Pligget
Little to say for myself


Monday, December 01, 2003

Absolutely bang on, sir.

 
For the last month or so I've been receiving daily emails covering news, sport, arts, etc. from the Daily Telegraph, largely because the Guardian started charging a subscription fee for theirs and the Torygraph's are free. They serve adequately as a guide to the headlines (especially since my car radio's out of action at the mo), and have had good coverage of the rugby, but they've lacked any sort of entertainment value - until now.

This hilarious piece, presumably printed in the Sunday Telegraph, comparing the awfulness of football (and the oiks who support it) with the inspiration of rugby may even have been written as a serious piece, but it's such an eloquent exposition of blinkered, elitist bigotry that I'd prefer to think William Langley was just taking the piss. You really have to read the whole thing, but just to give you the incentive to click on that link, I'll extract a couple of early gems:
Football ... [is] a game at which we are embarrassingly second-rate and getting worse, played by men of fathomless vanity, stupidity and selfishness, and supported by some of the ugliest and nastiest individuals on earth.

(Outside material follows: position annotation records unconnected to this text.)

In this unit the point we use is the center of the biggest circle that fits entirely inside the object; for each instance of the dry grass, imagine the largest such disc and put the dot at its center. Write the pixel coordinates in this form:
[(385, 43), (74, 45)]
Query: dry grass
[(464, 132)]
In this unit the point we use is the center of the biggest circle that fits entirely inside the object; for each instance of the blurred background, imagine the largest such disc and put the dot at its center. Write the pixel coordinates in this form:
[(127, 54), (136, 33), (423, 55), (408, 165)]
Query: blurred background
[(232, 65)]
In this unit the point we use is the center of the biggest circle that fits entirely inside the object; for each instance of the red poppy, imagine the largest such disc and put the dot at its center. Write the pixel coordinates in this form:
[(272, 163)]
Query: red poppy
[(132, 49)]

[About rugby:] The game's extraordinarily high standards of sportsmanship, discipline, camaraderie and valour survive, indeed thrive, because only a relative few are ever likely to aspire to them. These are unfashionable values. They may be burnished on the field of play, but they are forged elsewhere; around the hearths of solid, traditional families, and in those schools - mostly, but far from exclusively, in the independent sector - where rugby is cherished.
I'm sorry, it's no good - I can't single out any more paragraphs because they're all solid gold. Oh, alright then - just one more:
There is a general crisis of sport in schools for which only the independent sector currently offers anything like a remedy. An astounding two-thirds of medals won by Britons at the 2000 Sydney Olympics went to privately-educated athletes. Strip out (with no disrespect intended) our black sprinters from the inner-city comprehensives, and the public schools have a virtual monopoly on sporting excellence.
Isn't that priceless? Go on - read the whole thing. It'll brighten your day.